The Ghost in the Machine: Surviving the Pop PhenomenonFormer teen idols always seem a little haunted to me. Maybe they have to be. Being worshipped by millions before your personality has finished forming is not a normal human experience, and David Soutar's 2026 Netflix docuseries *Take That* circles that damage even when it tries not to. Soutar, who previously made the raw and prickly *Bros: After the Screaming Stops*, has 30-plus years of footage to work with here. The difference is that this time the material is arranged with much more caution. The pain is present, but it has been tidied.
The series' real tension comes from what is missing. Only Gary Barlow, Mark Owen, and Howard Donald recorded new interviews. Robbie Williams and Jason Orange exist largely through archival audio, stitched into a history still being narrated by the men who remain under the name. That creates an odd imbalance. You are supposedly watching the story of a five-piece band, but the perspective has already narrowed before the first episode gets moving. *The Irish Times*' Ed Power was not far off calling the result "pleasantly antiseptic, bingeable and forgettable".

When the show relaxes enough to let the absurd early footage breathe, it becomes much more interesting. The sequence on the band's Manchester club years is excellent because it lets you see how naked performance felt for them from the beginning. Nigel Martin-Smith had the group, Gary's songs, and not much else, so the boys ended up in chainmail codpieces and leather gear trying to project a sexual confidence they clearly had not grown into yet. The grainy VHS clips are funny, but they are also exposing. Their faces keep giving them away, darting around for approval while the act tries to sell certainty.
Barlow emerges as the emotional center, whether he wants that role or not. The old caricature of him as the controlling straight man to Robbie's chaos is not exactly disproved here, but it is softened by context. He talks openly about jealousy, ego, and refusing to share songwriting credit, and Soutar keeps returning to the image of him alone with a piano or wandering around a very formal garden, as if middle age has given him too much room to reflect. The series is strongest when it acknowledges how brutally the tabloid culture punished him once his solo career stalled. Watching those old clips of his body folding inward under public ridicule is harsher than the series itself quite knows how to say.
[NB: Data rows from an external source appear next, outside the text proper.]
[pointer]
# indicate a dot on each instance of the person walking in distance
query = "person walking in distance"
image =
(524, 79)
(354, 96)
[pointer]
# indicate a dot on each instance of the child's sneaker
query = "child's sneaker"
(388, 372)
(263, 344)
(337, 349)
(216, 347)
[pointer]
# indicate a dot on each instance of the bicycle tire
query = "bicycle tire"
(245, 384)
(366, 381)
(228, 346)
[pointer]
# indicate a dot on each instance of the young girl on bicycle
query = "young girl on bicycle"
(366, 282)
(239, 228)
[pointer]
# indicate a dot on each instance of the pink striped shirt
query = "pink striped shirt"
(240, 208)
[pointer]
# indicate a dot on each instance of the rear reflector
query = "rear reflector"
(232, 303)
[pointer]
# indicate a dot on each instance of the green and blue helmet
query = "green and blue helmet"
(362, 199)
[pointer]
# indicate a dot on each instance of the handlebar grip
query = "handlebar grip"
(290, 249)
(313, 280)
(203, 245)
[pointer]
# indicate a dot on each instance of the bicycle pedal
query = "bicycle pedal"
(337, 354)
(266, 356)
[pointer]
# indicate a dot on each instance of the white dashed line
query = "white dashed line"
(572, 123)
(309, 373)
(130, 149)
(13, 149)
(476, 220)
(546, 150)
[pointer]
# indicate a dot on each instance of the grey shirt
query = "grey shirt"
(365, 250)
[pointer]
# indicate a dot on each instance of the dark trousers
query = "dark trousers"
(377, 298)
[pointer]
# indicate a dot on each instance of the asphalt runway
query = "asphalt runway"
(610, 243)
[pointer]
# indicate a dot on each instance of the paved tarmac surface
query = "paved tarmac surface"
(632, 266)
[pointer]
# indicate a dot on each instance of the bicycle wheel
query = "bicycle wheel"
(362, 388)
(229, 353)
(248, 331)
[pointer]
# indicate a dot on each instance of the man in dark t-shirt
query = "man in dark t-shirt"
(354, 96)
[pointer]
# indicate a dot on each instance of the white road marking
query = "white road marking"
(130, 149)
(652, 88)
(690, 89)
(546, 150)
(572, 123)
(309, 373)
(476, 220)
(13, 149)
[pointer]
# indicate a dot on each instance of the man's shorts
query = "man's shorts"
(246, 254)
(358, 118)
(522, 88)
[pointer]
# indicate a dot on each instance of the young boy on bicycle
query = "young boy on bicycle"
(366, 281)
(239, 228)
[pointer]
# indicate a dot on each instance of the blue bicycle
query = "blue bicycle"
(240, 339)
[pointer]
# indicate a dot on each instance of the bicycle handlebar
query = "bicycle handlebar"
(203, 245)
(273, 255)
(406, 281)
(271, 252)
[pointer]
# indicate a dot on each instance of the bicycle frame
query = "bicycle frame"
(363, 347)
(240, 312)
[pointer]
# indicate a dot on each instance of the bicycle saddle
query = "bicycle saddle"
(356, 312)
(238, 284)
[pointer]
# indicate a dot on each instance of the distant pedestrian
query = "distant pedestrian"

That is why the absence of new Williams and Orange material matters so much. We have already seen, in *Take That: For the Record*, what happens when this band allows genuine unresolved feeling into the frame. Compared with that, this series often feels like scar tissue presented under flattering light. Mark Owen's rehab period and Howard Donald's harder reflections on fame pass by too gently. Maybe that is simply where they are now: older, wealthier, tired of bleeding for public consumption.
And yet the final episode has a warmth the show earns. The surviving trio bicker affectionately, settle into middle age, and seem almost bemused that they made it through the machinery at all. The small backstage argument over whether cauliflower cheese is "too cheesy" tells you as much about their present dynamic as any voiceover could.

In the end, *Take That* is not an excavation. It is a monument with some dents left visible. It does not tear apart the 1990s pop machine or force anyone into public penance. What it offers instead is a gentle record of men who spent years trying to outrun one another and finally learned that the only witnesses who really understand the damage are the ones who were inside it too.